Blood stains around holes in the wrists and feet that would be consistent with the aftermath of large spikes; the marks of crucifixion.
Blood stains around a large wound that would be consistent with an injury sustained by a spear in his side.
Scientific testing shows that the blood stains were formed due to contact with actual bleeding wounds.
C. Jewish Burial Customs
The shroud shows details perfectly consistent with first century Jewish burial customs.
D. Geographical Accuracy
The cloth is consistent with fabrics from first century Israel.
Pollen from the shroud is not only from the Jerusalem area, but from Turkey and the other places the Shroud is supposed to have resided on its way to Turin. Dust on the Shroud from the area around the knees and feet are from the area of Jerusalem.
There are even microscopic traces of a flower that grows only within 15 miles of Jerusalem, blossoms in the spring when Jesus was crucified, and were known to be used for burial.

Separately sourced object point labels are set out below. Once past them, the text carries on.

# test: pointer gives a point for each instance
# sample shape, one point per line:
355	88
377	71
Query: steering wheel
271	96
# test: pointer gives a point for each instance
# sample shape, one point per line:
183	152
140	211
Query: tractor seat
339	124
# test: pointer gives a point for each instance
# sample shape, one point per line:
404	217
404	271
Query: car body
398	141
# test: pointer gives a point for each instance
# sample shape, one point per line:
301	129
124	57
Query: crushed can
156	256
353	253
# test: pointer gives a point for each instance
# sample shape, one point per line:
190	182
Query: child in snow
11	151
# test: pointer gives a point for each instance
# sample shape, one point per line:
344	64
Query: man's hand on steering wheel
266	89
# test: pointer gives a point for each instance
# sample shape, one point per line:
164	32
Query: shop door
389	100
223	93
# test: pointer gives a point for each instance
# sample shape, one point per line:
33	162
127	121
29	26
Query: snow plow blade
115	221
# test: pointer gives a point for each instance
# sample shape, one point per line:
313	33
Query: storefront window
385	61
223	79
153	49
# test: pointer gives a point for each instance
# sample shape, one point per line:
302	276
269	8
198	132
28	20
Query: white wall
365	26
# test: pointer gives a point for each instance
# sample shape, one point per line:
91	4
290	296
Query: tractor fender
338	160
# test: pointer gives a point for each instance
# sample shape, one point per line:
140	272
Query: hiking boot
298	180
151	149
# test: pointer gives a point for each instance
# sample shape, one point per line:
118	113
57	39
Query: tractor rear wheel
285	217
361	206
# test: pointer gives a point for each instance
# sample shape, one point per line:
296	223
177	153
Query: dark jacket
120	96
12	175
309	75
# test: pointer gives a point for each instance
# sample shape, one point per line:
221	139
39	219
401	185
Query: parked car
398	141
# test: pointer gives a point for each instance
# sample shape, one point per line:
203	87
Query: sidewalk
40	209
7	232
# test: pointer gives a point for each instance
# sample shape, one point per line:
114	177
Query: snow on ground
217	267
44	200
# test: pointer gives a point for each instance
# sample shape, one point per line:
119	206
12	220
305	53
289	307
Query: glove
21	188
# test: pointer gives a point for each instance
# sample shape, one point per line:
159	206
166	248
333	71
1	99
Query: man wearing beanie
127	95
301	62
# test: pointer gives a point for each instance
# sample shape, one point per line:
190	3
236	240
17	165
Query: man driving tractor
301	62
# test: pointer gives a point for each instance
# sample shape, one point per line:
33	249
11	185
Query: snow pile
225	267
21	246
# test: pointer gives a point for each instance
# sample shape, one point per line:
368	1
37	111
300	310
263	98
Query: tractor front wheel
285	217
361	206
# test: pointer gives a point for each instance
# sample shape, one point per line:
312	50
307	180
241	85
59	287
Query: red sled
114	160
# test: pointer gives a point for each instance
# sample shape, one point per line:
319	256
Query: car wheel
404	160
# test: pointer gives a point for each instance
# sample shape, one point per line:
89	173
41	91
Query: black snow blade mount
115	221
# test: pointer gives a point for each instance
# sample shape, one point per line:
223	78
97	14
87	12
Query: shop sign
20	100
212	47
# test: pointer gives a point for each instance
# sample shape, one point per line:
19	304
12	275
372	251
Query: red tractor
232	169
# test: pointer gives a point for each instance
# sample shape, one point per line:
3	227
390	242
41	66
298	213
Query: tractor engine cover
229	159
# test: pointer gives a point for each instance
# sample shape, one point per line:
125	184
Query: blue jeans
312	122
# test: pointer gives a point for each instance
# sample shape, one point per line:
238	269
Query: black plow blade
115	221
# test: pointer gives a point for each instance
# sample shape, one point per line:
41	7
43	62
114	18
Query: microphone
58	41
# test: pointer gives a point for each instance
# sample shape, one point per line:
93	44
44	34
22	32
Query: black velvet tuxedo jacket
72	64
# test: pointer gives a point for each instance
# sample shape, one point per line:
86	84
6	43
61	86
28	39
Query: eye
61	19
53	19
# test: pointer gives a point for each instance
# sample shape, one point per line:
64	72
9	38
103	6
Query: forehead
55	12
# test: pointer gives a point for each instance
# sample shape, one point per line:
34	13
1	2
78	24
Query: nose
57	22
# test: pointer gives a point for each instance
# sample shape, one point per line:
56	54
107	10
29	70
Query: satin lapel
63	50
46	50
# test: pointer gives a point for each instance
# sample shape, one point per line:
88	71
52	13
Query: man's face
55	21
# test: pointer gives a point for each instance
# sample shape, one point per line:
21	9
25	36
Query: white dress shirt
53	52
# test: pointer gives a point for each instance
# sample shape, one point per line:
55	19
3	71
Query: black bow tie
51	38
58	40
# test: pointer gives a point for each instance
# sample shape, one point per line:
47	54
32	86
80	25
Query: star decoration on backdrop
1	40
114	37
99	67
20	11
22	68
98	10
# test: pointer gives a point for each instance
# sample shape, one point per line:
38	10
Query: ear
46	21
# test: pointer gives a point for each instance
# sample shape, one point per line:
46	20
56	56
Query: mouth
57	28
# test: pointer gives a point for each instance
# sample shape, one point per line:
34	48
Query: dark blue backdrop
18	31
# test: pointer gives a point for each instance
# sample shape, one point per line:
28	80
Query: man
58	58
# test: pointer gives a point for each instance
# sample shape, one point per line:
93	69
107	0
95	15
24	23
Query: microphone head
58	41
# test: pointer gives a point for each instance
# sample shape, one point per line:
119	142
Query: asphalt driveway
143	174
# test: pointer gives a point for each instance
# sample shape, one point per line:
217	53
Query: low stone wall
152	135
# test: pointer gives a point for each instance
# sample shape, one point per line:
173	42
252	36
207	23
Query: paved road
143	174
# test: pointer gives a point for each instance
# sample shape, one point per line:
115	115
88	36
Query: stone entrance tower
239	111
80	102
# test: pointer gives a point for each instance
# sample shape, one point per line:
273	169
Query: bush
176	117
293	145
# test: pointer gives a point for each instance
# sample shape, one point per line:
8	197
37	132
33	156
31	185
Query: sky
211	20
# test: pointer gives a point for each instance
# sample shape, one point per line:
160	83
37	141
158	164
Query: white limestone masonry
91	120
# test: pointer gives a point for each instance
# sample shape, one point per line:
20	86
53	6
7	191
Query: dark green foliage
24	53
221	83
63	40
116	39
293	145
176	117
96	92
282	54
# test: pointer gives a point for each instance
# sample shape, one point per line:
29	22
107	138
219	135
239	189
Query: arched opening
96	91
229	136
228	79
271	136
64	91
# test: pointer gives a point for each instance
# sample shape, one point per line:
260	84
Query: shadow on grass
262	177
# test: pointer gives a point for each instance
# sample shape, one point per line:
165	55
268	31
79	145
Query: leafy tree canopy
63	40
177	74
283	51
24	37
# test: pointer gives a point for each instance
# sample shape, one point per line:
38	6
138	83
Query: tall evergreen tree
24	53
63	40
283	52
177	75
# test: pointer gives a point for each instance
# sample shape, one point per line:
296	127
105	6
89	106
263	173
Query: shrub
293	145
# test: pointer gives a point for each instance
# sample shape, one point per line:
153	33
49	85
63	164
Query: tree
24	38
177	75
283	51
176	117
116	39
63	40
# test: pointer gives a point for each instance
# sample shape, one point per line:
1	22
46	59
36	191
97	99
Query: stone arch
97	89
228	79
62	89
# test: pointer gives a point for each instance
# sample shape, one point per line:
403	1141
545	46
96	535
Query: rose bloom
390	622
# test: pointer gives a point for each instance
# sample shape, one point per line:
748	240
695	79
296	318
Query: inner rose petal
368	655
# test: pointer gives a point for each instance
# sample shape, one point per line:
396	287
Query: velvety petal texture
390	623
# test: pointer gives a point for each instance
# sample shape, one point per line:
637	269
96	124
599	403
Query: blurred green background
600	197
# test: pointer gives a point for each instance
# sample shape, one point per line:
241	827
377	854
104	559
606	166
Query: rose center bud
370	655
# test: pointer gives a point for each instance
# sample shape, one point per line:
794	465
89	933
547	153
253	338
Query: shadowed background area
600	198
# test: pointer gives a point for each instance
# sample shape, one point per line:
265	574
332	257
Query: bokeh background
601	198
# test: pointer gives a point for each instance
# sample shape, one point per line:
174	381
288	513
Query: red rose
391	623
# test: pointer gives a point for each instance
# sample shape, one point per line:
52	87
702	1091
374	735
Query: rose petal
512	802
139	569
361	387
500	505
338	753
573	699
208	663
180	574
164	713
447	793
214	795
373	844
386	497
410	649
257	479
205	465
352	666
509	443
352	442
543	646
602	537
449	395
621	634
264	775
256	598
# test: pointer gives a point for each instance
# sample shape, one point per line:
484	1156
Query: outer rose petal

In the Middle Ages of the first millennium, there was a tradition in the Roman liturgy that the cloth on the altar had to be linen, and the altar had to be made of rock, understood as a tomb. From this we can understand why the altar cloth (the cloth that lies on the altar to this day) is analogous to the Shroud, and until 1969, had to be of “pure linen.” The altar was understood as a sepulcher (tomb), where the lifeless elements became something alive – flesh and bone. What lays on Holy Redeemer’s altar right now, indeed every altar in the world today, is a direct consequence of the burial cloth of Christ given by God to the Church 2000 years ago.